If you were, for some reason, hoping to download CM File Manager or Kika Keyboard, I have some bad news. A report last week claimed that Cheetah Mobile and an associated company called Kika Tech were engaged in some shady advertising practices, and now Google has responded. These two apps have been suspended from the Play Store, and Google may still take further action.

App analytics firm Kochava claimed last week that Cheetah Mobile and Kika both engaged in so-called "click fraud" by claiming credit for app installs even when they didn't show an ad. Cheetah Mobile blamed a third-party SDK for the issue, but Kochava says Cheetah develops the offending SDK. Google initiated an investigation following the report and has removed CM File Manager (cache) and Kika Keyboard (cache). Cheetah Mobile's file manager had more than 50 million downloads, and the keyboard was north of 100 million. Cheetah Mobile also voluntarily removed its Battery Doctor and CM Locker apps from the Play Store following the initial report.

The companies can appeal the ban if they make changes to the apps that bring them in-line with developer policies, but this could be just the start. Google noted in a statement to Buzzfeed News that it expects to take further actions against the developers. Cheetah issued a press release after the removal to explain that losing CM File manager was no big deal. However, Kochava also pointed the finger at big money-makers like Clean Master. That's one of the most downloaded apps in the Play Store—removing it for fraud could force Cheetah Mobile to get its house in order.

Google post

Google has posted an update on its investigation into the abuse. Here's the current state of things.

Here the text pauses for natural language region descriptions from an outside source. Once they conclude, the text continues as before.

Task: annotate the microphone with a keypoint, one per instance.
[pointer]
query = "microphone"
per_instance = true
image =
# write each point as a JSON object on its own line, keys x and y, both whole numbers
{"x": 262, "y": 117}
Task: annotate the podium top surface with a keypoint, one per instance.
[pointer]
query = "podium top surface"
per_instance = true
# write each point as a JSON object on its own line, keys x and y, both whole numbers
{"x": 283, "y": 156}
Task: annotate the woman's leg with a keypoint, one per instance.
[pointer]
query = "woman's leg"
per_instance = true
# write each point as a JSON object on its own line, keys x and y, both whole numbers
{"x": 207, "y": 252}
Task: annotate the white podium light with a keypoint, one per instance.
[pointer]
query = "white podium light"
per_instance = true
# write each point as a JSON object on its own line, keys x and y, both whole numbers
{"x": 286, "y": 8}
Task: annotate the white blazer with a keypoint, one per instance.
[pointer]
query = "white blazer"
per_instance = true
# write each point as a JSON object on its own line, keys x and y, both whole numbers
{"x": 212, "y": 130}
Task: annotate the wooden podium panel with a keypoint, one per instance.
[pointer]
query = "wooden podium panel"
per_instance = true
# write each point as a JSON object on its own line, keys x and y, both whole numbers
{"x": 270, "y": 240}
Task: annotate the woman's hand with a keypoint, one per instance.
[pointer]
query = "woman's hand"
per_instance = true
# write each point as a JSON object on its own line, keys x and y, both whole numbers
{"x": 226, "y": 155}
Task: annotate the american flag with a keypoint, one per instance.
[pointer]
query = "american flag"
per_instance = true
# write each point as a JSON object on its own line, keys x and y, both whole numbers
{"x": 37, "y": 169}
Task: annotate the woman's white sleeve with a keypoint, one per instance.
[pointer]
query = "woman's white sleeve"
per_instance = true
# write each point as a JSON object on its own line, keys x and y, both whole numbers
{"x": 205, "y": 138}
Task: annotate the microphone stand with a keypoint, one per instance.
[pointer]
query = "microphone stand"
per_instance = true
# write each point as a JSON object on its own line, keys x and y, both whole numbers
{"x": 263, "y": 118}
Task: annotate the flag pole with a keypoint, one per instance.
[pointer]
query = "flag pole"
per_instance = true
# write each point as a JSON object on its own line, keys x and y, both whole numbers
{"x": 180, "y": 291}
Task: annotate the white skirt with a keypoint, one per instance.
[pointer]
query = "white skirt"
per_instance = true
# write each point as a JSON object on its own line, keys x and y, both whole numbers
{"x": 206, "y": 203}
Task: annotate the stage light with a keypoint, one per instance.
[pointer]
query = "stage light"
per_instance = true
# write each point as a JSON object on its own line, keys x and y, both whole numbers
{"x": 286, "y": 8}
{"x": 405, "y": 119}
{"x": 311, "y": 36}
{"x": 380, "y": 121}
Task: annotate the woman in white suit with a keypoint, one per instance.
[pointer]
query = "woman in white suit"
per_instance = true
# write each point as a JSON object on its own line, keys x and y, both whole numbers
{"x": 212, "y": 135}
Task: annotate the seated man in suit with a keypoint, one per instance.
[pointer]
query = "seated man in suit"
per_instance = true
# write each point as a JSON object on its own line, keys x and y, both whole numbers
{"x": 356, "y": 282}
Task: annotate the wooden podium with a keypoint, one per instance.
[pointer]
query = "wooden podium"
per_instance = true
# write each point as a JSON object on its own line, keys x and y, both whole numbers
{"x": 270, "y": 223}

  • On Monday, we removed two apps from the Play Store because our investigation discovered evidence of app install attribution abuse.
  • We also discovered evidence of app install attribution abuse in 3 ad network SDKs. We have asked the impacted developers to remove those SDKs from their apps. Because we believe most of these developers were not aware of the behavior from these third-party SDKs, we have given them a short grace period to take action.
  • Google Ads SDKs were not utilized for any of the abusive behaviors mentioned above.
  • Our investigation is ongoing and additional reviews of other apps and third party SDKs are still underway. If we find evidence of additional policy violations, we will take action.